Spinal neuron-glial crosstalk and ion channel dysregulation in diabetic neuropathic pain

Abstract

Diabetic neuropathic pain (DNP) is one of the most prevalent complications of diabetes, characterized by a high global prevalence and a substantial affected population with limited effective therapeutic options. Although DNP is closely associated with hyperglycemia, an increasing body of research suggests that elevated blood glucose levels are not the sole inducers of DNP. The pathogenesis of DNP is intricate, involving the release of inflammatory mediators, alterations in synaptic plasticity, demyelination of nerve fibers, and ectopic impulse generation, yet the precise mechanisms remain to be elucidated. The spinal dorsal horn coordinates dynamic interactions between peripheral and central pain pathways, wherein dorsal horn neurons, microglia, and astrocytes synergize with Schwann cell-derived signals to process nociceptive information flow. Abnormally activated neurons can alter signal transduction by modifying the local microenvironment, compromising myelin integrity, and diminishing trophic support, leading to neuronal sensitization and an amplifying effect on peripheral pain signals, which in turn triggers neuropathic pain. Ion channels play a pivotal role in signal conduction, with the modulation of sodium, potassium, and calcium channels being particularly crucial for the regulation of pain signals. In light of the rising incidence of diabetes and the current scarcity of effective DNP treatments, a thorough investigation into the interactions between neurons and glial cells, especially the mechanisms of ion channel function in DNP, is imperative for identifying potential drug targets, developing novel therapeutic strategies, and thereby enhancing the prospects for DNP management.

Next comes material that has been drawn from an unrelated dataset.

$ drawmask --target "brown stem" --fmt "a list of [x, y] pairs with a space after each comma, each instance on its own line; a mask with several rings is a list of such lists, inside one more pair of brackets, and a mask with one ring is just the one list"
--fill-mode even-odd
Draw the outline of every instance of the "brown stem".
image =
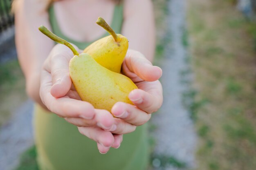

Keywords: Schwann cells; astrocytes; diabetic neuropathic pain; ion channels; microglia; spinal dorsal horn.

Figure 1

Pathogenic mechanisms of diabetic neuropathic pain. Diabetic neuropathic pain involves complex and multifactorial pathogenic mechanisms, including hyperglycemia, neuroglial activation, synaptic plasticity abnormalities, microvascular dysfunction, neurotrophic deficiency, oxidative stress, ion channel dysregulation, and inflammatory pathways, among others.

Figure 2

Spinal dorsal horn and spinal nerve neuronal cells in mediating diabetic neuropathic pain. Microglia, astrocytes, and Schwann cells synergistically mediate neuroinflammatory signaling and neuronal hyperexcitability in diabetic neuropathy. Activated microglia release pro-inflammatory cytokines (e.g., TNF-α, IL-1β), amplifying nociceptive transmission. Astrocytes sustain neuroinflammation by propagating cytokine cascades and disrupting glutamate homeostasis, leading to central sensitization. Schwann cells, through peripheral nerve damage, secrete nerve growth factor (NGF), which sensitizes nociceptive neurons and enhances pain signaling to the spinal cord. Neuronal circuits in the spinal dorsal horn integrate these inputs, with neurotrophic factors further promoting synaptic plasticity and chronic pain.

Figure 3

Ion channels’ role in the pathogenesis of diabetic neuropathic pain. Extracellular calcium ions (Ca²⁺) activate TRPM7 and TRPV4 channels, leading to an increase in intracellular calcium levels, which in turn activates caspase 8 and caspase 9, promoting cell apoptosis. Intracellular reactive oxygen species (ROS) regulate the opening of ion channels, exacerbating oxidative stress and promoting the transcription and release of cytokines, thereby intensifying pain. Following Yoda1 activation of the mechanosensitive Piezo1 channel, ATP release exacerbates K⁺ efflux and P2X receptor-mediated Na⁺/Ca²⁺ influx, leading to inhibition of glutamate transporter function and amplification of nociceptive signaling. Concurrently, the PLC-IP3 pathway triggers endoplasmic reticulum Ca²⁺ release via hydrolysis of PIP₂, enhancing spontaneous slow inward currents (SICs) and inducing central sensitization and mechanical allodynia. BDNF alleviates hyperalgesia by activating the TrkB receptor and inhibiting potassium ion efflux.